Architect vPPR and design agency Twelve Studio have been announced as the winners of the Croydon i-Street competition.
The team’s halo concept is a sophisticated interactive wayfinding device, which also transforms into a stage for a street performance, reflecting the competition’s requirements for a wayfinding solution that would help support and activate local community events. Croydon Halo, as vPPR and Twelve Studio’s concept is called, comes in an array of shapes, such as a ring, clover and ribbon, and is designed to hover above the street, suspended by cables or metal poles. Wayfinding signage will be either fixed or interactive and respond to electronic identification tags. Another aspect of the Croydon Halo are the bright LEDs located around the base of the halos, which project a temporary stage that can host street theatre events and provide an arena for street art and music.

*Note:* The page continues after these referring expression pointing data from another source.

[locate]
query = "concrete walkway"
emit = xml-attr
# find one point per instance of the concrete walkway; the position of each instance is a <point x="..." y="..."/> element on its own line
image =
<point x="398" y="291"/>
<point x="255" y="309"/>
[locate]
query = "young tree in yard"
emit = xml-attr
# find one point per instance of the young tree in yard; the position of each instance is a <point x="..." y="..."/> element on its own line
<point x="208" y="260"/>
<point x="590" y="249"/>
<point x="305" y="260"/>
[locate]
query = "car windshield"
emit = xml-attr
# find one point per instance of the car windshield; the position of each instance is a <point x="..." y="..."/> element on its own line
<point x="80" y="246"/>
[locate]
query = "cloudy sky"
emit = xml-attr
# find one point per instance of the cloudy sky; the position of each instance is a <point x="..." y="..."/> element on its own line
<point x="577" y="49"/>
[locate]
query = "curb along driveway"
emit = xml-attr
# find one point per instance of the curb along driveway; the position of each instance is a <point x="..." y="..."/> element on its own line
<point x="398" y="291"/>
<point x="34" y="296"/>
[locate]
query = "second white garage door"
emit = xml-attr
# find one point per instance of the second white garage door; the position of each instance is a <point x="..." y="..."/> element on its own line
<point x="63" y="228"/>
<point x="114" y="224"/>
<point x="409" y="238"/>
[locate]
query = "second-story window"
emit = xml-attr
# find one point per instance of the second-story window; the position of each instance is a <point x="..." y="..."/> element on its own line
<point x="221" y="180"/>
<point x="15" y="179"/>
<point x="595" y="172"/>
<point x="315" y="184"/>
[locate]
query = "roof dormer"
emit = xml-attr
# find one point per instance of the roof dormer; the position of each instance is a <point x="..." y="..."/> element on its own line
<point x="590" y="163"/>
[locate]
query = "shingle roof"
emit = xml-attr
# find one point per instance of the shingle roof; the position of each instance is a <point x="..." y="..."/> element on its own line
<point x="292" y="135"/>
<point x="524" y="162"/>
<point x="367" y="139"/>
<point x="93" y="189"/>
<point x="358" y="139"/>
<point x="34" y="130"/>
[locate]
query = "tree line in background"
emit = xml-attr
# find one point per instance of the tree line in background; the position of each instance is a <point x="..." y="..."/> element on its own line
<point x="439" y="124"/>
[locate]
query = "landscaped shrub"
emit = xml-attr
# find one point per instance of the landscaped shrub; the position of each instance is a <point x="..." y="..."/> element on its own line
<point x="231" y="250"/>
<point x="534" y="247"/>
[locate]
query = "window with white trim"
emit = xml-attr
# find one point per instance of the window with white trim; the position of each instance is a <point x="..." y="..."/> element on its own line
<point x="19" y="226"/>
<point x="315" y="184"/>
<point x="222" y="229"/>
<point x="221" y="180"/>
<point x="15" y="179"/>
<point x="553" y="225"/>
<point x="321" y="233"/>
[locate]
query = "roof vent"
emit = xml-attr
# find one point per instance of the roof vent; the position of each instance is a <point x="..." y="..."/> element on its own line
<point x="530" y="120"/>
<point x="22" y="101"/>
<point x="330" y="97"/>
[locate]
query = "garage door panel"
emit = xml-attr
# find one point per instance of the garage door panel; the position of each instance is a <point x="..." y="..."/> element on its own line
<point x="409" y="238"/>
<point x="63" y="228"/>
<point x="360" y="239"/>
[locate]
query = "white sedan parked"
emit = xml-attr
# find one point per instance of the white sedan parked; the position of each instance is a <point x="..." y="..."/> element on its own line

The free-to-enter competition, backed by Croydon Council and Architects’ Journal magazine, was launched in April and the goal was to create a design that was innovative and technology-led, but also deliverable. The architectural practices involved had to focus on the route from West Croydon rail station to Fairfield Halls, a route passing through local landmarks such as Whitgift Shopping centre and Segas House. The design had to be deliverable and cost-effective, but also had to capture the unique spirit of Croydon.
Amongst the finalists were Atkins London, Connected Space with Rise Gallery and Tate Harmer & Lightning Partners, CW Studio with Falconer Chester Hall, Chris Mullany Creative Technologist, Light Collective, Vestre Street Furniture & Hardscape, McGregor Coxall (UK) with Denton Corker Marshall, 18 Degrees, Wolfströme, Momentum Transport and Intellectsoft and Tyréns with Hawkins\Brown, Jason Bruges Studio and Fourth Street.